Since the early days of the pandemic, France has been among the worst-hit countries in terms of total COVID-19 cases and deaths. However, the French government responded with some of the tightest restrictions in Europe, as well as wide-reaching testing and vaccination programs.

people wearing facemasks in Lille

The Ministry of Health and Solidarity is leading the fight against the coronavirus pandemic in France. Their website is a great source of information regarding the virus. It publishes daily statistics on its interactive platform, giving an overview of cases, deaths and vaccination rates across the country.

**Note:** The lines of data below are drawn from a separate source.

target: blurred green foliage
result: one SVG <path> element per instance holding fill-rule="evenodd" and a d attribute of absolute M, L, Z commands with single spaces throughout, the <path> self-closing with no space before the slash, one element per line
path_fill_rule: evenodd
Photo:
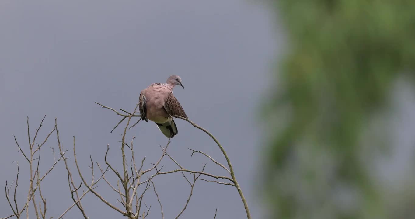
<path fill-rule="evenodd" d="M 271 217 L 387 218 L 359 140 L 398 76 L 413 78 L 415 1 L 270 4 L 288 44 L 265 106 Z"/>

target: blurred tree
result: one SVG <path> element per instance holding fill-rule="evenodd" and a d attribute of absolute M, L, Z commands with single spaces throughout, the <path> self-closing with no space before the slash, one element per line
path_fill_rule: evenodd
<path fill-rule="evenodd" d="M 376 146 L 361 139 L 398 77 L 413 79 L 415 1 L 270 3 L 288 44 L 265 107 L 271 217 L 408 215 L 389 212 L 365 163 Z"/>

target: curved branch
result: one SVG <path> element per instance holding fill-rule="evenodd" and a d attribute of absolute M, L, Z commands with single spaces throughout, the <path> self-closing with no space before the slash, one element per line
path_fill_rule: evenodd
<path fill-rule="evenodd" d="M 251 213 L 249 212 L 249 209 L 248 207 L 248 203 L 247 202 L 247 200 L 245 198 L 245 196 L 244 196 L 244 193 L 242 192 L 242 190 L 241 189 L 241 187 L 239 186 L 239 184 L 238 183 L 238 181 L 236 180 L 236 178 L 235 177 L 235 173 L 234 172 L 233 170 L 233 168 L 232 167 L 232 164 L 231 164 L 231 161 L 229 159 L 229 157 L 228 157 L 227 154 L 226 154 L 226 151 L 225 151 L 225 149 L 223 148 L 223 147 L 222 147 L 220 144 L 219 141 L 217 141 L 216 138 L 215 138 L 215 136 L 213 136 L 213 135 L 210 134 L 210 133 L 208 130 L 196 124 L 194 122 L 189 120 L 188 119 L 179 116 L 175 115 L 173 116 L 176 118 L 178 118 L 179 119 L 181 119 L 183 120 L 186 120 L 188 122 L 191 124 L 193 126 L 204 131 L 206 134 L 209 135 L 209 136 L 212 138 L 212 139 L 213 139 L 213 141 L 215 141 L 215 143 L 216 143 L 216 144 L 217 144 L 218 146 L 219 147 L 219 148 L 220 148 L 220 150 L 222 151 L 222 153 L 223 153 L 223 156 L 225 156 L 225 158 L 226 158 L 226 161 L 228 162 L 228 165 L 229 166 L 229 169 L 231 171 L 231 176 L 232 177 L 232 179 L 233 180 L 232 182 L 235 183 L 235 187 L 236 187 L 237 189 L 238 190 L 238 192 L 239 193 L 239 195 L 241 197 L 241 199 L 242 200 L 242 202 L 244 203 L 244 206 L 245 208 L 245 210 L 247 212 L 247 217 L 248 219 L 250 219 Z"/>

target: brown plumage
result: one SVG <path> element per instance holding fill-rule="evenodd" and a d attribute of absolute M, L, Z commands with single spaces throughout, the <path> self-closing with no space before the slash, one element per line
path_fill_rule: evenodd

Coronavirus rules and measures in France

France first went into lockdown in March 2020, with restrictions lasting two months. Since then, the government has loosened and tightened restrictions depending on the spread of the virus through the country and the number of cases and hospital admissions. These restrictions have included curfews, border controls, social distancing, and face mask requirements. Alongside the national vaccination program, the French government has also introduced the pass sanitaire. This is essentially a QR code pass that allows citizens to access various services and establishments.

The COVID-19 restrictions have seen vocal opposition from certain sections of society. Indeed, anti-lockdown demonstrations have been common in France, as well as some citizens resisting certain coronavirus measures. One of the most controversial moves was the introduction of the pass sanitaire. This saw the most virulent protests, with many people considering the measure an infringement on personal freedoms.

Government rules concerning COVID-19 measures change frequently, and the most up-to-date information is on the official government COVID-19 website. For the latest advice on what to do if you have COVID-19 symptoms, on tests, self-isolation, vaccinations, travel guidelines, and the pass sanitaire, visit Mes Conseils Covid. To find your nearest testing center, visit Santé.fr.

Apps for COVID-19 in France

The French government launched the TousAntiCovid tracing app in October 2020. It communicates directly with GPs and the state health insurance system (l’Assurance Maladie). You can also access the digital version of your pass sanitaire through the app.

COVID-19 passport or pass sanitaire

The pass sanitaire is the equivalent of the EU Digital Covid certificate, required for everyone aged 12 and above. It includes a QR code that you’ll need to access certain public venues and long-distance forms of transportation. You can either use a print-out version, or, more commonly, a digital version through the TousAntiCovid app.

If you were vaccinated abroad, your digital certificate may not be accepted in France. This depends on where you were vaccinated. For example, if you were vaccinated outside of Europe you will need to apply to convert your certificate and obtain a French pass sanitaire. The Ministry of Foreign Affairs has set up an online procedure for this through  

For more information, visit the France Diplomacy website.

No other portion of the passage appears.